Is the Charity Legitimate?

Do a background check on any charity at Charitynavigator.org, Charitywatch.org, or the Better Business Bureau's Wise Giving Alliance (bbb.org). Keep in mind that each site uses a different rating system. You'll also want to investigate how a charity spends its money. Find this out by contacting the organization and requesting an annual report and an IRS form 990. Also make sure it is registered with the IRS as a 501c(3) tax-exempt organization (go to irs.gov/eo, or call 877-829-5500). Only expenses for donations to such organizations―or to churches, nonprofit hospitals, schools, and some government entities―qualify for deductions.

What's Deductible?

  • Cars. Despite what you may hear from charities clamoring to get their hands on your junkmobile, you aren't always entitled to deduct the full blue-book value of your car. If it's in bad shape, it's worth less. (Go to Kelley Blue Book, at kbb.com, and click on "What's My Current Car Worth?" for an estimate.) Also, the IRS requires that you get an independent appraisal of the value of any item or collection of items (say, a painting or a set of silver) worth more than $5,000. (You can find an appraiser through the American Society of Appraisers, at appraisers.org.) 
  • Travel and meals.
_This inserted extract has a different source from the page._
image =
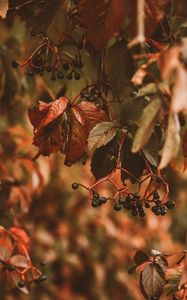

If you drive to and from volunteer work, you can deduct 14 cents a mile for the distance traveled, plus tolls and parking. If you travel by train, bus, or subway, you can deduct the cost of your fare. Sent by a charity on a do-gooding trip―say, to build houses for the needy in Appalachia? The cost of your meals and accommodations is deductible, provided you pay for them yourself. Even cell-phone calls made on the charity's behalf can be written off. Your statement serves as your receipt. Note: You can't deduct calls home just to say hi. 

How Used Is Used?

Once you start surfing around for places to donate clothes, appliances, and other items, you're going to see the words "gently used" quite a bit. What does that mean? Generally, items that are clean, in good condition, and presentable.